We think the deposition of John It. Smith was admissible, so far as it was received by the county court. That part of it included in brackets, and going to show the declaration of Jacob Stebbins to the deponent, in regard to the amount of his property, was excluded by the court below. But the fact that Stebbins gave in his list, for 1850, for property to the amount of some six hundred dollars, is a distinct fact, and has some tendency to prove that he had property to that amount, and this act of the principal is equally evidence against the surety. The opinion of the deponent that the principal, in May, 1850, was worth six hundred dollars, we think was well enough admitted. The deponent had been acquainted with the principal from the spring of 1835, and he had worked for the deponent more or less, several years, during his residence in the town; and, in 1850, the deponent Was one of the assessors of the town, and the principal gave in his list for real and personal estate for that year, to the amount of six hundred dollars. The deponent gave the grounds of his opinion.
In Hard v. Brown, 18 Vt. 87, it was held that a witness might be allowed to express his opinion as to the solvency of an individual, as derived from a personal acquaintance with him, and from his reputation, in this respect, in the community.
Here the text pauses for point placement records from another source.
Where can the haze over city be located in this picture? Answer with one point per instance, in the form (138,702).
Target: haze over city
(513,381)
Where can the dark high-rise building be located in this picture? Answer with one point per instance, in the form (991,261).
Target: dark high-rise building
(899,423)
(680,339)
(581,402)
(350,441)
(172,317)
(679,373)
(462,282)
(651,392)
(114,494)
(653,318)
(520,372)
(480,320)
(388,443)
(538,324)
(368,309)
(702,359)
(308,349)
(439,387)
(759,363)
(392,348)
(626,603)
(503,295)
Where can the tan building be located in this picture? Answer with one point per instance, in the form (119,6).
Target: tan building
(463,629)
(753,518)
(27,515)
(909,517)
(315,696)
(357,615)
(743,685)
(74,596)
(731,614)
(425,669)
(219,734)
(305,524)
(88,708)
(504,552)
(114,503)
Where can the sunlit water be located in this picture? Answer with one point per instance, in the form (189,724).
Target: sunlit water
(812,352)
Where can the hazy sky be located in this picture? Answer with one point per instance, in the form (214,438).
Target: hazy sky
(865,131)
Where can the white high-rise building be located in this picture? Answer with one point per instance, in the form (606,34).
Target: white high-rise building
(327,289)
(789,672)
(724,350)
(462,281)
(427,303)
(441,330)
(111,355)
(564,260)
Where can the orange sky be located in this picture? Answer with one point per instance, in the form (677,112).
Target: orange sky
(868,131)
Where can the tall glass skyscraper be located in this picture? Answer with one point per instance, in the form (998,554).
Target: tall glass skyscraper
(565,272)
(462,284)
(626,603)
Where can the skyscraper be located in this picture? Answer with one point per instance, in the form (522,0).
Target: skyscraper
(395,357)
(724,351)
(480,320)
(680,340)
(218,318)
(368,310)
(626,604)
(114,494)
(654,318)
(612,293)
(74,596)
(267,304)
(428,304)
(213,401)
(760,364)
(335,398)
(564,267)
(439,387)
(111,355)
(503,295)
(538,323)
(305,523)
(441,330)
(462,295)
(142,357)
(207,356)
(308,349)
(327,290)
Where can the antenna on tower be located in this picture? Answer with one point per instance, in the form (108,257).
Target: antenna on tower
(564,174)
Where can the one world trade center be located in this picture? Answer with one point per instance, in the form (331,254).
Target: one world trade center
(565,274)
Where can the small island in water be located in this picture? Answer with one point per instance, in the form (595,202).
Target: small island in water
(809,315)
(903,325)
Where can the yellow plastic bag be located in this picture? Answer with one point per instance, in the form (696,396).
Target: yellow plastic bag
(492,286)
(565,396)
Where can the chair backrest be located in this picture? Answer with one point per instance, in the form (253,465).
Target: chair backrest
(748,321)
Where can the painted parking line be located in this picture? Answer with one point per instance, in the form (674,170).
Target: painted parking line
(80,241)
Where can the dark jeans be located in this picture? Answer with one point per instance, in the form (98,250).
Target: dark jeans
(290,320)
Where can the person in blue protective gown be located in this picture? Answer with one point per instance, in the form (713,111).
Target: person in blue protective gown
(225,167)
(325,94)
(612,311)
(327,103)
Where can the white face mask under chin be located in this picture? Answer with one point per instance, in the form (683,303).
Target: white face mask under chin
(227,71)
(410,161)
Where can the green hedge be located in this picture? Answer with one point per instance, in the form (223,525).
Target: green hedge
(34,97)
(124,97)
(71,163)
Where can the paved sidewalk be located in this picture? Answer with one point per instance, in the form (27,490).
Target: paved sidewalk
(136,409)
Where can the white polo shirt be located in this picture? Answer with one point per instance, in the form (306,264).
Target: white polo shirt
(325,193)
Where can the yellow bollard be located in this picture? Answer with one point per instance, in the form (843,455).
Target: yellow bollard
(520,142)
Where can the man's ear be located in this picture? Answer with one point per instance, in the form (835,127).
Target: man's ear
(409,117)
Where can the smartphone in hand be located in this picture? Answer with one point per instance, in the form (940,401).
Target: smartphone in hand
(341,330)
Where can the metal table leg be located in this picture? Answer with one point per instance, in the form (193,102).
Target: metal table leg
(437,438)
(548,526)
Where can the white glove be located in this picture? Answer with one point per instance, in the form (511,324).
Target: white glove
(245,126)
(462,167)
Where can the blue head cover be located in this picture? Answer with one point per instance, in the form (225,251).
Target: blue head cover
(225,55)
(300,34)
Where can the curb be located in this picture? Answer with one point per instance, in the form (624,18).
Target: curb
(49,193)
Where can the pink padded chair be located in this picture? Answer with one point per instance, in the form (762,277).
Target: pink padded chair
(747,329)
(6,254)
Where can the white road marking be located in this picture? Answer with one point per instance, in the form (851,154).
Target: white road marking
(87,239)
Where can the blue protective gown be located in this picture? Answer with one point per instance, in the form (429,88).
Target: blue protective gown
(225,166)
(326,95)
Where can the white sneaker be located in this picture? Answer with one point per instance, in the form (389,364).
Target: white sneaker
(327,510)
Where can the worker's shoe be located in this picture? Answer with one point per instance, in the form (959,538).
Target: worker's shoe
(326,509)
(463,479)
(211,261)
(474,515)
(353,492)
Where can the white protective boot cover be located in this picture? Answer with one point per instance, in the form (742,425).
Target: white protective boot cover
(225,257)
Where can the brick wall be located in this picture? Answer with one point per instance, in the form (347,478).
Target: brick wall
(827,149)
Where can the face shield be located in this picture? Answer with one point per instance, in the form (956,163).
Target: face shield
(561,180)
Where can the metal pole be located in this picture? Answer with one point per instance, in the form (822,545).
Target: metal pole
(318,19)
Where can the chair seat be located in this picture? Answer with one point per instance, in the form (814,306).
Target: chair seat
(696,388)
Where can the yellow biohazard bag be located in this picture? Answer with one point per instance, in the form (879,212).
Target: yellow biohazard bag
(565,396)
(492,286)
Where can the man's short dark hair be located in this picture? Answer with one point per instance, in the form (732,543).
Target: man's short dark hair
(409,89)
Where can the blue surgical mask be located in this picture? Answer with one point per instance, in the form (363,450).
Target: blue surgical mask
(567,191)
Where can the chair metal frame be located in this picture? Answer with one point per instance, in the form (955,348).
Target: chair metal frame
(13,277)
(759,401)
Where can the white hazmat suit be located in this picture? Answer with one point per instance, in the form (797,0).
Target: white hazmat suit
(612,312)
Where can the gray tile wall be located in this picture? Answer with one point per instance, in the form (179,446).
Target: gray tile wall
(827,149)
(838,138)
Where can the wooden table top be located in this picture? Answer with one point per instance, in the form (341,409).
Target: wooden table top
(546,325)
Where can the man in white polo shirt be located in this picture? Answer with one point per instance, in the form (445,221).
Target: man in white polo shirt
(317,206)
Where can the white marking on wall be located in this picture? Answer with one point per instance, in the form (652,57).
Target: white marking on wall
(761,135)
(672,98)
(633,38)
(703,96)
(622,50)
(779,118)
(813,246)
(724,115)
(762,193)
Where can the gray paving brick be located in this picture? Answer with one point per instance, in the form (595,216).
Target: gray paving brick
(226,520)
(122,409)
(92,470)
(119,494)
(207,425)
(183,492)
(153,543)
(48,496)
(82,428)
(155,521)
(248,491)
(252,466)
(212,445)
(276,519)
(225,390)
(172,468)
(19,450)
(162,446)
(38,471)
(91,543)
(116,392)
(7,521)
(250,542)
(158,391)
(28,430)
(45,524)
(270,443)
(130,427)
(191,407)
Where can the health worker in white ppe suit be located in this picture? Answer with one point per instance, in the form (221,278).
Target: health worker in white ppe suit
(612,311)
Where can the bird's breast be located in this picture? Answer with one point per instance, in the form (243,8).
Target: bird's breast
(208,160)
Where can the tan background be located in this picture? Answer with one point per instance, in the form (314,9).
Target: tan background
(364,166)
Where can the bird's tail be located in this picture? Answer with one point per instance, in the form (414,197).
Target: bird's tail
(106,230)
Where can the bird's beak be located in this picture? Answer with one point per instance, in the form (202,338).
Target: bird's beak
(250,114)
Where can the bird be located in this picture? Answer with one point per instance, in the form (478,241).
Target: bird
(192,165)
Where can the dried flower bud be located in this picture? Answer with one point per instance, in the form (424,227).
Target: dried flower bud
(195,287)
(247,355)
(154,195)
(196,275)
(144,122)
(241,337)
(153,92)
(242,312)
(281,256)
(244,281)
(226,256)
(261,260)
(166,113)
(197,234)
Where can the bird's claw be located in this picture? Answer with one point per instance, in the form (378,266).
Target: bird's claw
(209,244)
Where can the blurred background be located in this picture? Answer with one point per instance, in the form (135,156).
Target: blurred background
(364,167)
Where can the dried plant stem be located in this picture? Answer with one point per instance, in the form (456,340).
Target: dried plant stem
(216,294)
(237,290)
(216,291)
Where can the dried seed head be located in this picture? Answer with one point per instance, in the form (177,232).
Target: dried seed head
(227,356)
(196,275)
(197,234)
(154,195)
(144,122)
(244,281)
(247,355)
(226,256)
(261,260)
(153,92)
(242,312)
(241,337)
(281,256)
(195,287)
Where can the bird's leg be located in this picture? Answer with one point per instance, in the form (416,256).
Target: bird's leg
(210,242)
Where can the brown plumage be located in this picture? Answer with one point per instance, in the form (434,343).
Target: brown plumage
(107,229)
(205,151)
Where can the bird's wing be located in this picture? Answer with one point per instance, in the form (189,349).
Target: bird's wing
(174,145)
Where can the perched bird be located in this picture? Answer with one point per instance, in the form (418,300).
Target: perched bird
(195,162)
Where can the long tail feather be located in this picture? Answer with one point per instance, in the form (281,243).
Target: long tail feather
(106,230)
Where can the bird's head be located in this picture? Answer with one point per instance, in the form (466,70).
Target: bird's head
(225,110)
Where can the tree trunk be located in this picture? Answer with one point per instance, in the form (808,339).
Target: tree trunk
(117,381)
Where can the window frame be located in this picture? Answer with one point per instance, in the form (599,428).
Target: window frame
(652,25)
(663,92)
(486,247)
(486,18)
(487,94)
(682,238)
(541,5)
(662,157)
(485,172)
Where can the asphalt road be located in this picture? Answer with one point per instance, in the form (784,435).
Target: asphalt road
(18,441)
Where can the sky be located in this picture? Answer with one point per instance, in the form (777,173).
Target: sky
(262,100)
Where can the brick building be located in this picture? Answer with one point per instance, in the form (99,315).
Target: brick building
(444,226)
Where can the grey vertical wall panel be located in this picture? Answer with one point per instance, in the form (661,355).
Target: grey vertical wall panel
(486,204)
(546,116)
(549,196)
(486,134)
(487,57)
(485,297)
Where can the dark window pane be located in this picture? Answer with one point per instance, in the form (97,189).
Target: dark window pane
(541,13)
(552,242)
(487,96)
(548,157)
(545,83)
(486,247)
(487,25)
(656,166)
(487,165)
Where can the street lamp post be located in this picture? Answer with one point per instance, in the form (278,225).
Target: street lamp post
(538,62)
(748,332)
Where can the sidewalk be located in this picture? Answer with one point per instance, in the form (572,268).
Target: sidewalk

We think it was competent, for the purpose of showing insolvency in the principal before final judgment was obtained against him, to show that in March, 1851, he swore out of jail on the ex-execution in favor of Patty Hitchcock, and we see no objection to the medium of proof. It is evidence of insolvency, as against the principal; and, as the relation of principal and surety existed between Stebbins and the defendant, it is evidence against the latter.
The proceedings of the jail commissioners may be proved by parol. They have never, with us, been regarded as a court of *763iecord. They testified that Stebbins had, by them, been admitted to the poor debtor’s oath, and this was all that was important to the case. It was of no particular importance, in this case, whether a certificate was lodged with the jailor or not, and we see no objection to the admission of the certificate lodged with the jailor, as a part of the transaction, although signed by only one of the commissioners. If the sheriff had been sued for an escape, by the creditor in the execution, the case would have been quite different.
We see no objection to the principles of the charge, and it was fully warranted by the case of McGregor v. Balch, 17 Vt. 562.